Engineers I’ve checked in with like the stuff – describing it as “easy to work with, and easy to repair.” It seems that a fresh laid bed of asphalted concrete is structurally a single unit – until something goes wrong under the surface or utility access requirements and repairs forces laborers to start cutting holes in it. That’s when the surface starts to flow, and pull, and crack. NYC is basically always working on one street or another – grinding, paving, laying new foundations. Given that a lot of the City sits on former wetlands, it’s a task best described as Sisyphean.

– photo by Mitch Waxman

So – back to the industrial waste part of things – according to a buddy who works as an Enviro-Cop, asphalt is actually a fairly benign substance as far as petroleum goes. Unlike other derivates, it’s environmentally stable once it has set. The recycling industry uses high levels of heat to release the bitumen from the concrete matrix, which allows it to be mixed in with a fresh batch of concrete and applied to a street. There’s all sorts of things which have, and still, get mixed into asphalted concrete. Although NYC claims its has never used the stuff on its roads, some have experimented with mixing in asbestos fibers, and or coal tar. Plastics collected by the recycling industry are often shredded and mixed in with the tar and concrete, as is glass. For a while, automotive tires were considered a good candidate for inclusion in the mix, but the cost of shredding steel belted rubber was too high. Routinely, fly ash from industrial furnaces is mixed in, along with all sorts of other stuff which would otherwise just fill up an ever shrinking square footage of municipal landfills and dumps. By the ton, the singularly largest part of the flow of NYC’s garbage involves the disposition of road construction waste. The fumes emitting from hot and freshly laid asphalt carry some risk, cancer wise, but the injuries most often associated with the material in its malleable form are laborers getting burned while working with it.

Regardless, it’s another one of the many byproducts produced by the petroleum industry. Remember, asphalt – which is found on nearly all of NYC’s 6,074 miles of roads and on 95% of the roads in the United States represents 1.7% of every barrel of crude oil sent to the refinery.

About half of that barrel will become gasoline. 

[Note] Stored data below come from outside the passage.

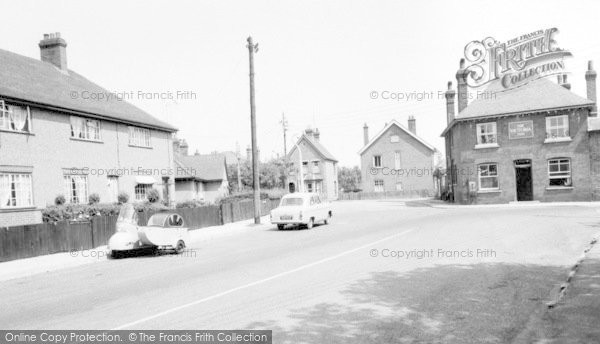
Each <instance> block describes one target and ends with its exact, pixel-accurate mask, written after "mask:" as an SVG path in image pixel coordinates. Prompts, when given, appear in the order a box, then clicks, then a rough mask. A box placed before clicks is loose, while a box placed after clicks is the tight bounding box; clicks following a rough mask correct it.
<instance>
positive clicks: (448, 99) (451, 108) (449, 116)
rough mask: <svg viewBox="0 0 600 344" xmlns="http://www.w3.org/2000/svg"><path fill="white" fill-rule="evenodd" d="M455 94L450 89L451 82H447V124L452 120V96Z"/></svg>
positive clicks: (453, 100)
mask: <svg viewBox="0 0 600 344" xmlns="http://www.w3.org/2000/svg"><path fill="white" fill-rule="evenodd" d="M455 95H456V92H455V91H454V90H453V89H452V81H448V90H447V91H446V117H447V120H448V124H450V122H452V121H453V120H454V96H455Z"/></svg>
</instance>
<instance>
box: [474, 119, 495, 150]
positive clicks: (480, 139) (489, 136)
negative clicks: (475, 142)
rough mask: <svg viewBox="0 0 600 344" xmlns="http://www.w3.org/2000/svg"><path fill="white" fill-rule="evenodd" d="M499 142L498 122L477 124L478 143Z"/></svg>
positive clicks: (477, 143)
mask: <svg viewBox="0 0 600 344" xmlns="http://www.w3.org/2000/svg"><path fill="white" fill-rule="evenodd" d="M495 143H498V138H497V135H496V122H492V123H479V124H477V144H478V145H491V144H495Z"/></svg>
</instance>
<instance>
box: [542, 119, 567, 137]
mask: <svg viewBox="0 0 600 344" xmlns="http://www.w3.org/2000/svg"><path fill="white" fill-rule="evenodd" d="M567 137H569V116H567V115H562V116H551V117H546V139H550V140H557V139H558V140H560V139H561V138H567Z"/></svg>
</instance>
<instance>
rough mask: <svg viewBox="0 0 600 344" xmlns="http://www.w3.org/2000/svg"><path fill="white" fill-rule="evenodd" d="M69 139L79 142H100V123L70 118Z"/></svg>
mask: <svg viewBox="0 0 600 344" xmlns="http://www.w3.org/2000/svg"><path fill="white" fill-rule="evenodd" d="M71 137H72V138H75V139H80V140H90V141H100V121H97V120H95V119H87V118H82V117H77V116H71Z"/></svg>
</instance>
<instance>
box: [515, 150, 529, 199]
mask: <svg viewBox="0 0 600 344" xmlns="http://www.w3.org/2000/svg"><path fill="white" fill-rule="evenodd" d="M515 183H516V185H517V201H532V200H533V183H532V180H531V160H529V159H521V160H515Z"/></svg>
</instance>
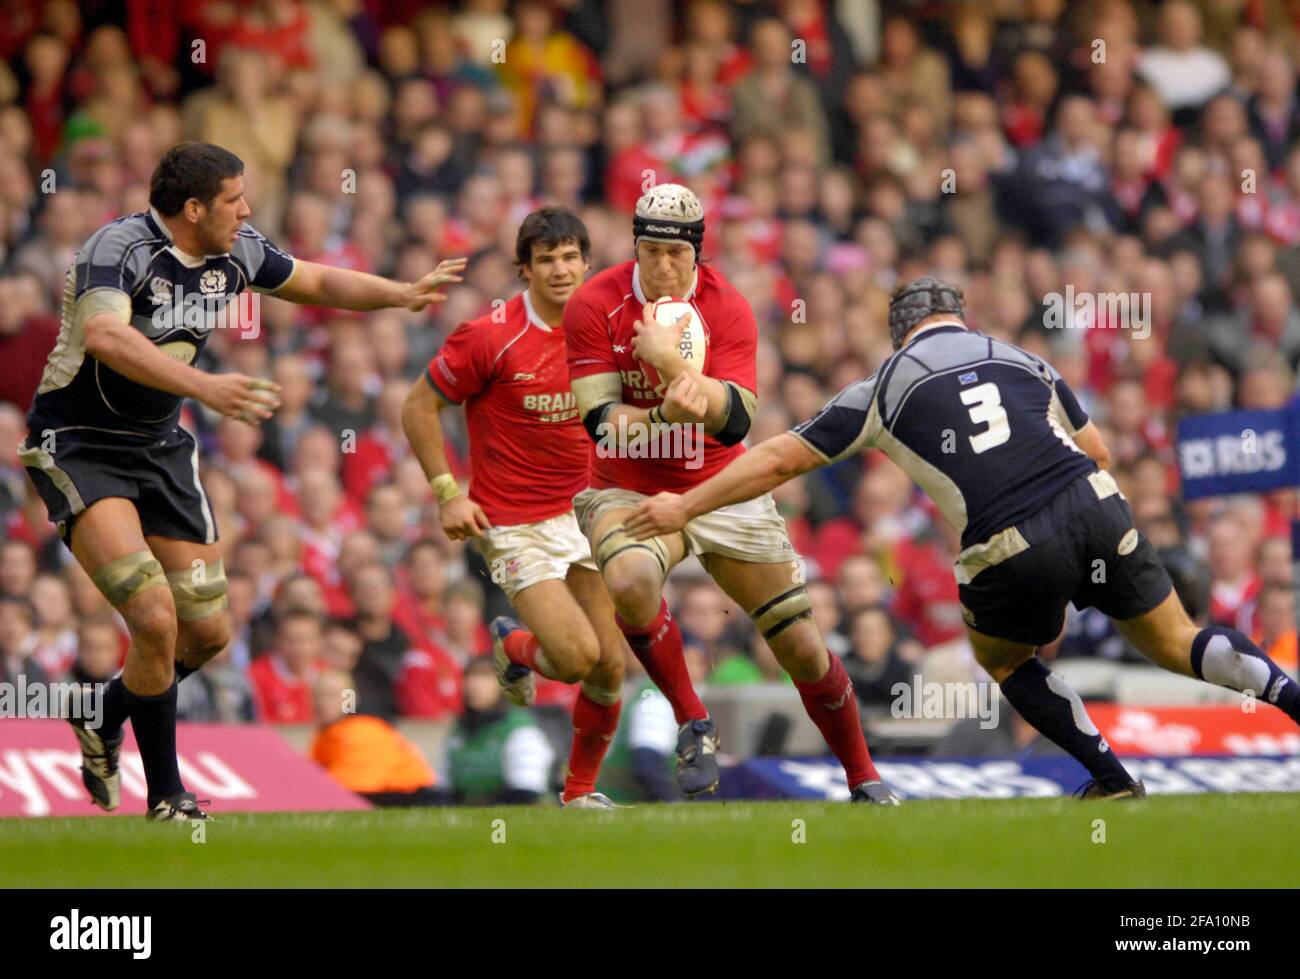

According to the U.S. Energy Information: “In 2014, the United States consumed a total of 6.97 billion barrels of petroleum products, an average of about 19.11 million barrels per day. This total includes about 0.34 billion barrels of biofuels”.

Of course this beggars the question, a paradox actually, which asks: if 99% of asphalt is recycled, where’s all the freshly manufactured stuff going? 1.7% of 6.97 billion barrels of oil would suggest that the U.S.A. produces 118,490,000 barrels of fresh Asphalt (or road oil) per year.